Our phase II trial shows that oral tipifarnib maintenance therapy in first CR following cytotoxic induction and consolidation chemotherapies for adults with poor-risk AML was associated with a median CR duration of 13.5 months, 1-year DFS 52%, and 2-year DFS 30%, especially in patients with secondary AML, adverse cytogenetics, or both poor-risk features. The salutary effect of tipifarnib for patients with secondary AML and/or adverse cytogenetics is of particular interest and is consistent with previous demonstrations of tipifarnib activity in patients with high-risk myelodysplasia (19) and in elderly patients with myelodysplasia/AML including those with adverse cytogenetics (15, 17). On the other hand, our historical comparison for patients receiving two-cycle timed sequential therapy suggests that tipifarnib maintenance may not prolong DFS in patients whose sole risk factor was age ≥60 years and whose AML did not exhibit poor-risk biology. One future goal is to determine who will benefit from the addition of tipifarnib in the minimal residual disease setting. This may be particularly challenging in the case of patients with normal cytogenetics, where clinical outcomes and cure rates can vary dramatically, reflecting heterogeneity on the molecular level (28 – 30). In this regard, recent studies have defined single-gene mutations and gene expression signatures that may help to discriminate prognostic subgroups in cytogenetically “normal” AML (28 – 30).

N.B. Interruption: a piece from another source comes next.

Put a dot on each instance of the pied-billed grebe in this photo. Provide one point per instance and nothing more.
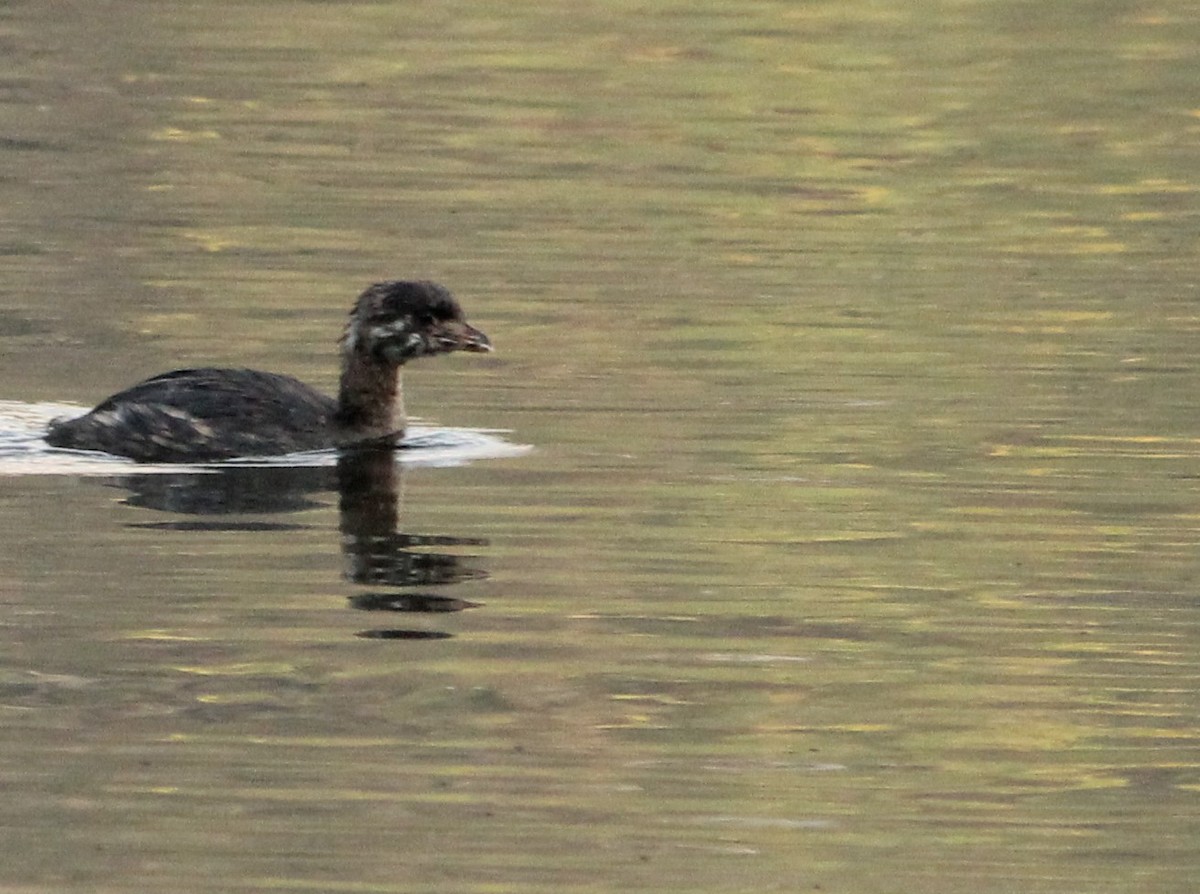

In sum, the results of this limited phase II study suggest that some patients with poor-risk AML, including those with secondary AML and/or adverse cytogenetics, may benefit from tipifarnib maintenance therapy without incurring clinically or biologically significant risks. Future studies of this approach should examine alternative tipifarnib dosing (e.g., reduced dosing, different schedules) and continuation of therapy beyond 16 cycles, as well as a randomized, placebo-controlled trial of tipifarnib maintenance therapy. Finally, stratification based on molecular features may refine our ability to target the subset of patients who stand to derive the greatest benefit from the tipifarnib maintenance approach.
Grant support: National Cancer Institute Cooperative Agreements U01CA70095 (J.E. Karp) and CA 69854 (J.E. Karp and I. Gojo).
Disclosure of Potential Conflicts of Interest
No potential conflicts of interest were disclosed.